T. Stone
T. Stone

Reputation: 19485

Scala implicit conversions that do not apply to certain types

I have a container type that holds metadata associated with a value.

class Container[A](val value: Option[A], val meta: Metadata)

Sometimes it's useful to access the meta but most of the time it's more convenient to work with a value as if it was Option[A]. There is an implicit conversion for this.

object Container {
  implicit def containerToValue[A](c: Container[A]): Option[A] = c.value
}

All of that works fine. The issue is that often there will be an implicit conversion present from A => B and the value happens to be Container[A]. What I'm looking to do is to provide a way to do an implicit conversion basically from Container[A] => Option[B]. My first attempt was something to the effect of:

object Container {
  implicit def containerToValue[A](c: Container[A]): Option[A] = c.value
  implicit def containerToB[A,B](c: Container[A])(implicit conv: (A) => B): Option[B] = c.value.map(conv)
}

Scala didn't like that at all, so as a fallback since in 90% of the cases B will actually be a String, I tried doing something with more of the types filled out:

object Container {
  implicit def containerToValue[A](c: Container[A]): Option[A] = c.value
  implicit def containerToB[A](c: Container[A])(implicit conv: (A) => String): Option[String] = c.value.map(conv)
}

This did a little better but I got a number of errors about ambiguity. What I was wondering is if there was a way to specify that A is not String. Perhaps something like:

implicit def containerToB[A >!> String]

Such that I could tell the compiler this implicit conversion applies only when A isn't String.

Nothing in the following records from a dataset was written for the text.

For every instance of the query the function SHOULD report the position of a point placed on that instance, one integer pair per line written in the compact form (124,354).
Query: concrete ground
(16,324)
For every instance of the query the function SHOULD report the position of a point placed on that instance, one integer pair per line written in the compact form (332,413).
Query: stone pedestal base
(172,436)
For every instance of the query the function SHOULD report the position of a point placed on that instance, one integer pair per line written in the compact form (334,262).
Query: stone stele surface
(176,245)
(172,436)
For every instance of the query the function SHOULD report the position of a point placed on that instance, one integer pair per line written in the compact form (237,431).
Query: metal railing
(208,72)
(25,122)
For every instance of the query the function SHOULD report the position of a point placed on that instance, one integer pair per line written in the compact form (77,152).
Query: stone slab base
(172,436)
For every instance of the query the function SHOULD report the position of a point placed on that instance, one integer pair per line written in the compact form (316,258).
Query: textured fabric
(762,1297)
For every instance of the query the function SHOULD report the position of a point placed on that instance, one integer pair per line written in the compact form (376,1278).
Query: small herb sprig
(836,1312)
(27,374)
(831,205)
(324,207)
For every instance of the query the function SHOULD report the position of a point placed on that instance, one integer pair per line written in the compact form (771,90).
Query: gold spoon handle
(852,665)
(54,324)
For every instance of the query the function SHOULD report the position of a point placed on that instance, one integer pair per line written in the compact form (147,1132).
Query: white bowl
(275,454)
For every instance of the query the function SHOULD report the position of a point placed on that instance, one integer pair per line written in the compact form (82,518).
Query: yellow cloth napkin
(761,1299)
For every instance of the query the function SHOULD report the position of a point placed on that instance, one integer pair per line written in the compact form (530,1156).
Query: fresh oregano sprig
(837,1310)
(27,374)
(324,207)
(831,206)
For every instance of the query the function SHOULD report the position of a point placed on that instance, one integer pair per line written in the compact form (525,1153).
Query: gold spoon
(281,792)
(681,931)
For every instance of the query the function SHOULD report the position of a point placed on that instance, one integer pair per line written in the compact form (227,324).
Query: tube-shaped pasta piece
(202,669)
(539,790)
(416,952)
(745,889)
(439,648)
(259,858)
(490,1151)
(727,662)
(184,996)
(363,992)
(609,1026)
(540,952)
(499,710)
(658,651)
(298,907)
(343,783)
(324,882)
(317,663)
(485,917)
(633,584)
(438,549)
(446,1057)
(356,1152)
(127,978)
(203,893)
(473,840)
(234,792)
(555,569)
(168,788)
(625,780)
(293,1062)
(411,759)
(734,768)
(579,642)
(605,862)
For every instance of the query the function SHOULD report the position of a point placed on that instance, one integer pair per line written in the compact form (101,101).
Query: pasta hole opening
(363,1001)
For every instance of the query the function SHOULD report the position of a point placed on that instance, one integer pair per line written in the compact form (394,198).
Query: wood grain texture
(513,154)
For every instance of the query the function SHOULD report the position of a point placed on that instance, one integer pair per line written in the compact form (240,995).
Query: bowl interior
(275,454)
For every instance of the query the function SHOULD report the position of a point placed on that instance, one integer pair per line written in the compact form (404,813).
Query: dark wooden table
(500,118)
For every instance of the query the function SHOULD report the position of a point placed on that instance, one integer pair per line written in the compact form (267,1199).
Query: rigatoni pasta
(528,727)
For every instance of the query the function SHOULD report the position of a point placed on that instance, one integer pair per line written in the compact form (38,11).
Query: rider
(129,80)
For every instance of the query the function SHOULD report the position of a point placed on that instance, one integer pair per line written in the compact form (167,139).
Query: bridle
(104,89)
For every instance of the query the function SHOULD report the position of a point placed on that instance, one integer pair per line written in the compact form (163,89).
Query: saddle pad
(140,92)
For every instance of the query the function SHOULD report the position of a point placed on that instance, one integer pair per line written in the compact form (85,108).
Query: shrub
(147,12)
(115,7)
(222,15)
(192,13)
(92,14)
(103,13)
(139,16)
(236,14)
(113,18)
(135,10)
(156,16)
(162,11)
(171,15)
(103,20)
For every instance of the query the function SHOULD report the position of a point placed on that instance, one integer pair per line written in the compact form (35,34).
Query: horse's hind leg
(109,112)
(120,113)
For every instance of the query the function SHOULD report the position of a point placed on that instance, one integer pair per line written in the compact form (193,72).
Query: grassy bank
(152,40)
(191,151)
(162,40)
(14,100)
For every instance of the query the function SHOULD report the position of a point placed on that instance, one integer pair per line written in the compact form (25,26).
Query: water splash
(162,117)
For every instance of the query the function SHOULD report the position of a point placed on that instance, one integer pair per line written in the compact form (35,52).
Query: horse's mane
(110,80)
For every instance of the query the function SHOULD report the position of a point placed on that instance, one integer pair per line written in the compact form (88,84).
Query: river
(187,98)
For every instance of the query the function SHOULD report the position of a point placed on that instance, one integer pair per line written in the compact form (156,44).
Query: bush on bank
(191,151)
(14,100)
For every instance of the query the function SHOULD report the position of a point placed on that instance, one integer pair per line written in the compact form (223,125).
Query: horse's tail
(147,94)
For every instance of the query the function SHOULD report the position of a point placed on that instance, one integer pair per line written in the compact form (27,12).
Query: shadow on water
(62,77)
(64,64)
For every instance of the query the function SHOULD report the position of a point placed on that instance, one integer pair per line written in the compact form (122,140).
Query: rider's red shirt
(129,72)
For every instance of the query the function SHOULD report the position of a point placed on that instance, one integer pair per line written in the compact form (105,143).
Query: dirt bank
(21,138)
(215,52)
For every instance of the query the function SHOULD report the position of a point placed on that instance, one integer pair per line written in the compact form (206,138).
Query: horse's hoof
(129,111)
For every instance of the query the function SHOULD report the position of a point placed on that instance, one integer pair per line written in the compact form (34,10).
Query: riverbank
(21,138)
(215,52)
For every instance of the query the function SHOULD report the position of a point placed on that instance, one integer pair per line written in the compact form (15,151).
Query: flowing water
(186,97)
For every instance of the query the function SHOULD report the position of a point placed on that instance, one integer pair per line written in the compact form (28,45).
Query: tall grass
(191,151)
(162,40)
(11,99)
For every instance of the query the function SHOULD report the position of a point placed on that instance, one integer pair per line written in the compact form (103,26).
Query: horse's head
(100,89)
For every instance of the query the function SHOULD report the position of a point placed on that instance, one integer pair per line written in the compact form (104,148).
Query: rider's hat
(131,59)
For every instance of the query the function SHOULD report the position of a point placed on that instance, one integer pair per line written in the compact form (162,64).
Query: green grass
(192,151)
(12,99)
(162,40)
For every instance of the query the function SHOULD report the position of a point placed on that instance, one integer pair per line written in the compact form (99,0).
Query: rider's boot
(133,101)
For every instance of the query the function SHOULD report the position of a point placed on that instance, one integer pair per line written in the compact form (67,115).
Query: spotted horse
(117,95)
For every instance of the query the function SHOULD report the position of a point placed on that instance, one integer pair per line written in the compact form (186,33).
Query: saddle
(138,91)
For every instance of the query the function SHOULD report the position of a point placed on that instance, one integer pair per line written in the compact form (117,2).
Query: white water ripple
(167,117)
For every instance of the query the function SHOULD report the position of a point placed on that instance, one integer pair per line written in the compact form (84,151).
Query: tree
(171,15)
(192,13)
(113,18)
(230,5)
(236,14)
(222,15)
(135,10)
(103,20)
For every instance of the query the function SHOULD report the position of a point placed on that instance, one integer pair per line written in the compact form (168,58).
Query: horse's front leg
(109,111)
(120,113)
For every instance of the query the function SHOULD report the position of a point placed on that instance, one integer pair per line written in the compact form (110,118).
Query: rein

Is there a better way to handle this?

Upvotes: 0

Views: 75

Answers (1)

wheaties
wheaties

Reputation: 35970

Instead of doing an implicit conversion (because they're hard to debug, cause runtime errors when you least expect them, and make the code generally less clear) why not add a type class to the mix so that you can work with things the way you want to work with them?

trait Extractor[A,B]{
  def opt(that: Container[A]): B
}

and then you explicitly create all the various instances that you might want to have:

def myGloriousFunction[B](that: Container[A])(implicit ex: Extractor[A,B]) ={
  val value = ex.opt(that)
  //more stuff
}

It'll handle the finding of the "extractor" for your inner Option and it's still fairly explicit in its signature.